Variance, that standard error that we're talking about,
is a measure of the size that, if you will, the diameter of that circle,
and that larger standard error means that circle is wider in diameter and
were less precise in our results, our survey, there's something about our
sampling processes producing results that are more widespread.
Okay, so we have bias, well, how do we determine that?
In practice, this is very difficult, theoretically,
with the sampling processes that we're dealing with, it turns out that if we
go back to that conceptual framework, that sampling distribution,
we can determine whether or not there is a bias in our process.
On average, if we're going to get the right thing, and so,
we can measure the size of that bias, or actually determine that there is no bias,
so simple random sampling, that we're going to talk about next,
turns out to be unbiased, on average, we're getting them grouped together.
Now, it may be that they're spread out because we have a small sample size, or
narrowly concentrated because they have a large sample size, but, either way,
they're centered on the true population value.
The variance, there we've got to measure a standard error that we can compute from
the data, we do not need to rely on some theoretical derivation that says
what's going to happen overall, we can take a particular sample and
calculate the spread, the diameter of that circle.

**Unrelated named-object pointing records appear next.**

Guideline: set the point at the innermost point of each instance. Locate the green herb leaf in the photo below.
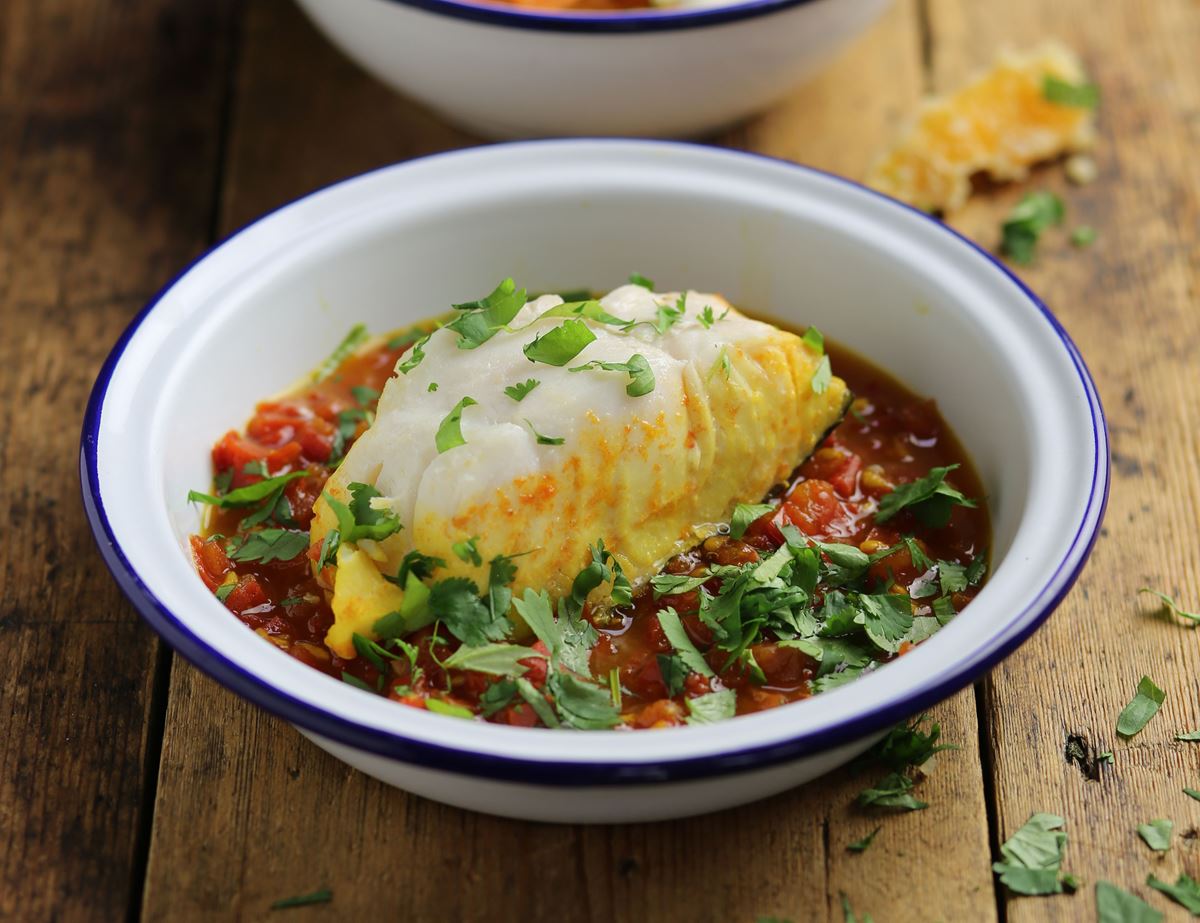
(641, 376)
(1115, 905)
(894, 791)
(712, 707)
(449, 435)
(1077, 95)
(744, 514)
(1170, 605)
(1033, 857)
(861, 845)
(517, 391)
(544, 439)
(249, 495)
(929, 498)
(270, 545)
(559, 345)
(450, 709)
(1186, 892)
(1157, 833)
(343, 351)
(1026, 222)
(822, 376)
(1141, 707)
(495, 659)
(580, 703)
(318, 897)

And so, in the second diagram,
where they're fairly narrowly concentrated together, small diameter,
small standard error, precise, wider, larger diameter circle,
less precise, and that means that we can compare those diameters and
compare the quality of what we're getting, that's the quality measure, something
that we can use to compare different ways of doing the sampling operation.

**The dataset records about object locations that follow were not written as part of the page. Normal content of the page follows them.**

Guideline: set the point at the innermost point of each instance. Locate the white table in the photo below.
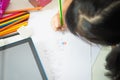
(69, 61)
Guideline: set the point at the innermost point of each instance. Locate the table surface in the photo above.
(63, 55)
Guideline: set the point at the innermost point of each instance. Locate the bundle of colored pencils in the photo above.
(10, 23)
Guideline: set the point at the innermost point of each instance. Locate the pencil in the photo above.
(6, 27)
(60, 12)
(13, 15)
(13, 20)
(27, 9)
(13, 28)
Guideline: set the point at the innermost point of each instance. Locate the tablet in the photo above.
(20, 61)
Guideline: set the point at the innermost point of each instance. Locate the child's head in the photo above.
(96, 20)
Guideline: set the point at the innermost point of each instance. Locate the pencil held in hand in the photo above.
(60, 12)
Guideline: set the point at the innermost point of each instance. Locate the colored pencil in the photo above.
(13, 20)
(6, 27)
(60, 12)
(13, 15)
(26, 9)
(13, 28)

So, [COUGH], it all depends on the random process used to select the sample as to
what these outcomes are.
If we have a process that is biased but precise,
we could also have a process that is unbiased but not very precise and so on,
across these, these are all possible ways of evaluating the sample.
We are going to use those two dimensions, biased and variance,
in order to assess what's going on with the quality of our results,
and we're going to calculate one of those from a given sample.
If we've drawn a probability sample, we can use the standard error calculation
to get that diameter calculated for all possible samples from just one.
I was trained as a statistician, you always need at least two things to measure
variance, well, that's natural, right?
We can't talk about variance unless we have two experiences with something,
at least two.
Here's a case where we can have an experience with one of them, but
if we've selected it, our process has been done in a certain way.
I can tell you what's going on across all of them from just one, so
this is really pushing our thinking here, that it is not just a simple process,
but one that has some properties that can be extremely valuable.
So to return to something that we said at the end of the last lecture,
there are two measures here, now we've explained them, the bias and
the variance, they both depend on understanding this process in which we've
taken random digits and applied them to a frame, and gotten a sample,
one sample, of many possible ones in theory, and we can measure
the variability across all of them by looking at just one possible sample.